Le automobili del futuro in sostanza identificheranno il proprietario tramite riconoscimento facciale e interagiranno con lui mediante comandi vocali e gesture. Come in molti altri ambiti, il progetto rientra nella categoria dell'Internet delle Cose, che coinvolgerà anche le automobili. Il primo passo sarà far comunicare l'auto con lo smartphone del proprietario.

L'auto del futuro?

Oltre a identificare il proprietario, il sistema di bordo sarà anche in grado di inviare una foto a un guidatore differente direttamente sullo smartphone del proprietario, che potrà quindi impostare le autorizzazioni e specificare le opzioni che dovranno essere abilitate o disabilitate.

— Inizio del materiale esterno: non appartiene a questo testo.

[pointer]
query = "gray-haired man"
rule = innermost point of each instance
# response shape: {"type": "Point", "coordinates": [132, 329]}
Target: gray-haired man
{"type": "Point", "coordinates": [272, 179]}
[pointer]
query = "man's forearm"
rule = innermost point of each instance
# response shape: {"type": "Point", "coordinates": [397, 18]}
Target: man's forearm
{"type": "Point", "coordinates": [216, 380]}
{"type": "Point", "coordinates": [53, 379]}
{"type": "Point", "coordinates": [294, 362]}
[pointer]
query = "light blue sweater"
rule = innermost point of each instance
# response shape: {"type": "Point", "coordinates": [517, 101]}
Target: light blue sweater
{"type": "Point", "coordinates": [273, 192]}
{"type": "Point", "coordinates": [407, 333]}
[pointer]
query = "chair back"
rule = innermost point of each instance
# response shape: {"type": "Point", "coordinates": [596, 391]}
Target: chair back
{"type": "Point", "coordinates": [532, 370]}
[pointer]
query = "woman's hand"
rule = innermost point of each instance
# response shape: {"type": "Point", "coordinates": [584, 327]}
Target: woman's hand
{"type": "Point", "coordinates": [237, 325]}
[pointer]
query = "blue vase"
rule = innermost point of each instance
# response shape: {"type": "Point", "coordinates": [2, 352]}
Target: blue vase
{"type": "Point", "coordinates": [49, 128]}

Il proprietario troverà invece musica e contatti personalizzati, che verranno disattivati in presenza di un passeggero, a tutela della privacy. "Il nostro obiettivo con la ricerca Mobii è di esplorare l'interazione dei guidatori con l'auto e successivamente di fare in modo che l'interazione sia più intuitiva e predittiva", spiega Paul Mascarenas, chief technical officer di Ford Research and Innovation.

Per ora non fatevi illusioni: come precisa Mascarenas attualmente "l'uso del Mobile Interior Imaging è puramente a scopo di ricerca", anche se "le informazioni che abbiamo acquisito ci aiuteranno a migliorare l'esperienza del cliente a lungo termine".